A: No, the FDA does not take the price of drugs into consideration when making approval decisions – pricing is out of the FDA’s regulatory purview.
Q: Since FDA does not consider pricing, how should “me-too” drugs be considered?
A: Many factors should be considered, including safety, efficacy, endpoint selection, comparator arm, and overall clinical trial design. While the regulations do not require comparative efficacy, the FDA strongly considers if the treatment received by patients on the comparator arm is reflective of the current standard of care in the U.S.
Q: What is OCE's role in relation to the FDA?
A: The Oncology Center of Excellence (OCE) was authorized by the 21st Century Cures Act of 2016 and established on January 19, 2017. The Center unites experts across the FDA to conduct expedited review of medical products for oncologic and hematologic malignancies. The OCE also leads a variety of research and educational outreach projects and programs to advance the development and regulation of medical products for patients with cancer.
Q: How does the OCE consider available therapies when granting accelerated approval?
A: The FDA does not review drugs in isolation, and considers the available therapies as part of its review for safety and effectiveness. Medication dosing, administration, efficacy, safety, and improvement(s) over available therapies can be important considerations when approving any medical product. Accelerated approval does present some special aspects, because it allows patients access to innovative therapies earlier than traditional approval, based on a demonstrated effect on a surrogate or intermediate endpoint that is reasonably likely to predict clinical benefit. Due to greater uncertainty about whether clinical benefit will be verified and the possibility of undiscovered risks, accelerated approval is reserved for drugs intended to treat a serious condition and that appear to provide a meaningful advantage over available therapy. Additionally, the FDA may require a confirmatory trial(s), and ideally, these should be ongoing and well-underway at the time of the accelerated approval. The Applicant should also have a comprehensive clinical development plan in place at the time of accelerated approval. OCE’s Project Confirm provides transparency around the accelerated approval process, including what the planned confirmatory trial is, expected completion dates, milestones, withdrawals and more.

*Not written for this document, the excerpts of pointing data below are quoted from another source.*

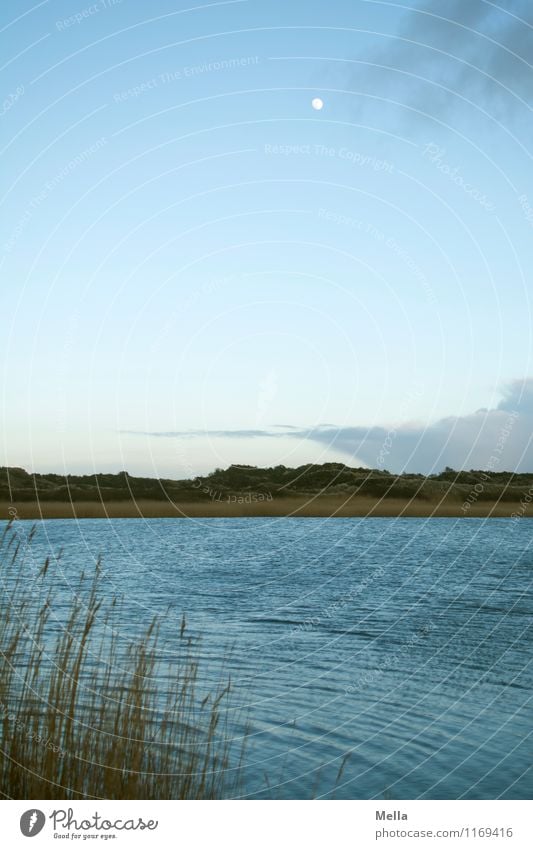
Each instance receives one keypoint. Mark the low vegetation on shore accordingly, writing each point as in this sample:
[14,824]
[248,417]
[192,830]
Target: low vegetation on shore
[310,490]
[83,716]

Additional information on accelerated approval can be found here:
- Guidance for Industry Expedited Programs for Serious Conditions – Drugs and Biologics
- Accelerated Approval informational website
Q: What is the process for withdrawing an approved indication?

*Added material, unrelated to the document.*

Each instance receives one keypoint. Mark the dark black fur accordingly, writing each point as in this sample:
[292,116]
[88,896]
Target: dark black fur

A: If the FDA finds data showing that the drug is unsafe, or that new evidence is available showing the drug lacks substantial evidence from adequate and well-controlled investigations for the approved indications, the FDA will generally notify the Applicant of an opportunity for a hearing on a proposal to withdraw approval of an indication or application. In addition, FDA will generally withdraw approval of an application or indication if the Applicant requests its withdrawal and will consider a written request for a withdrawal and a waiver of an opportunity for a public hearing.

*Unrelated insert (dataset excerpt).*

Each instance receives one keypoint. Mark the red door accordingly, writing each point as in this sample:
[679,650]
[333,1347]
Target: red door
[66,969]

Q: Are there educational resources for patients and advocates?
Additionally, we have resources that may be of interest to patients and advocates, including a patient-friendly glossary of terms commonly used in clinical trials, and Project Livin' Label, a moderated informal conversation discussing the backstory of an oncology product's development and approval.
Q: What is Project Optimus?
A: Project Optimus is an initiative to shift the dose optimization and dose selection paradigm away from ”maximum tolerated dose” in oncology drug development. This is a relatively new initiative; we are working with sponsors to integrate this into earlier stages of development.